For me most of Ms Anderson's 'to wear or not to wear?' dilemmas and agonisings are overcome by my thesis of a few paragraphs ago. Mask-wearing is a duty, a charitable obligation. Without my mask my face only blends with and augments everyday unremarkable drabness and does no good. But with my mask on, as well as it leaving me feeling pretty, oh so pretty, feeling pretty and witty and bright, I am enabled to altruistically impart a little altruistic colour, movement and delight "Love your magpies!") to the ordinarily lacklustre lives of those lucky to catch priceless glimpses of me.
Getting a wriggle-on for our worms
Canberra's has had months of extreme rainfall wetness and God-fearing neighbours in my Woden street have even begun, bless them, to build an Ark.
One consequence of this wetness is a public superabundance in our gardens and our sidewalks of worms. Because to be a gardener is to be a worm enthusiast and a worm-whisperer I've rejoiced to see them and because, shamefully, they seldom attract any praise and thanks, I'm rejoicing over a hymn of praise to them, Worms, just published in my online Guernica.
"It always seemed to be raining that month we lived in Nashville" Camille T. Dungy reminisces.

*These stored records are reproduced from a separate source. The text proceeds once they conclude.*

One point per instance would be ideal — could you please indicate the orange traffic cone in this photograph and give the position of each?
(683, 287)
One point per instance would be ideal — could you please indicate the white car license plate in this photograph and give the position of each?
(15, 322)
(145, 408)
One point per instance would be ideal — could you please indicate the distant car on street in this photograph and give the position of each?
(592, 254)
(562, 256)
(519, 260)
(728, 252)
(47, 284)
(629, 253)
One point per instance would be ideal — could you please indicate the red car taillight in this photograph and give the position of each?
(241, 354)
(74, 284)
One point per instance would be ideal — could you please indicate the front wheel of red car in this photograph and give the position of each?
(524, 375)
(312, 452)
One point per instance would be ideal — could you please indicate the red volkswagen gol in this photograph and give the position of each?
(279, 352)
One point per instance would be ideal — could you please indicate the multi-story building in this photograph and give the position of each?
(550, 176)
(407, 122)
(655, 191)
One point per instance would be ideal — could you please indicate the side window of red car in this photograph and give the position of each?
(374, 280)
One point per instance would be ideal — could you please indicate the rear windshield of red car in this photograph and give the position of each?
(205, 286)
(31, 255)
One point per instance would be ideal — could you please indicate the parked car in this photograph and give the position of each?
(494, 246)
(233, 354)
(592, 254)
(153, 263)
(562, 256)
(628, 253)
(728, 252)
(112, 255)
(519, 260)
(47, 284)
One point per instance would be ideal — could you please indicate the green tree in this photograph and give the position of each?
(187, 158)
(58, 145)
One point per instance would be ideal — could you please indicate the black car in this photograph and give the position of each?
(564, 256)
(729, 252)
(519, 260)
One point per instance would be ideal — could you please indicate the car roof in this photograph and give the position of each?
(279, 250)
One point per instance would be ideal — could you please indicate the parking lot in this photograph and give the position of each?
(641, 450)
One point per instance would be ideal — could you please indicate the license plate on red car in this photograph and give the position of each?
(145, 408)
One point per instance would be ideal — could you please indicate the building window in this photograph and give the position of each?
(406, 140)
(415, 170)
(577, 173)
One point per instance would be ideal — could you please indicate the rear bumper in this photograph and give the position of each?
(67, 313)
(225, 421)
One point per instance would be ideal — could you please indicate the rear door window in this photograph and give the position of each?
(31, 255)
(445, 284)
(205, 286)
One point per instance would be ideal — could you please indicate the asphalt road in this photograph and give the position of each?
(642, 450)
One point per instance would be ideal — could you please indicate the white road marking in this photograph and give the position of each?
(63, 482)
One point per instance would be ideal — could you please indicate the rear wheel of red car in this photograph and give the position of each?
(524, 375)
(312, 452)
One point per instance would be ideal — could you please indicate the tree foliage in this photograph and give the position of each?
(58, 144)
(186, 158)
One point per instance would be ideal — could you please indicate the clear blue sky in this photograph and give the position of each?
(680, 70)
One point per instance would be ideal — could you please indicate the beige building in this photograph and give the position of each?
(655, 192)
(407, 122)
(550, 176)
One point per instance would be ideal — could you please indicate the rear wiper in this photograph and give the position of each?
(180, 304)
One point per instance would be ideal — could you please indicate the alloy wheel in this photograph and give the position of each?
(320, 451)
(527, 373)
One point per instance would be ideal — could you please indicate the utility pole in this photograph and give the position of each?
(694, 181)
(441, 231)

She was always saving stranded earthworms writhing on sidewalks, pushed out of the soil by water, looking for somewhere they could breathe.
"Earthworms breathe through their skin," she explains.
"They access oxygen in air pockets they create as they wiggle underground. As they go, they eat organic matter in dirt and poop it out (gardeners call worm poop 'worm castings') to help build the productive, complex material we call soil. All this supports the vibrant floral displays we were beginning to see above ground. If I love the life that greets me at my eye level, I should love equally the workers who help make such life possible."
When next day at school Camille's daughter got into trouble and was punished for rescuing what the teacher called "disgusting" public worms writhing, struggling on the playground's asphalt that was a last straw for Camille.
"I pulled her out of that school the very next day. So much of the world's fertile splendour is thanks to soil, thanks to worms. I won't have my daughter taught to fear the lives that help us live our own."
Canberrans, why not go out now into your garden's fertile splendour and to express your gratitude to worms read them, with feeling, Camille's ringing sentiments.
- Ian Warden is a regular columnist.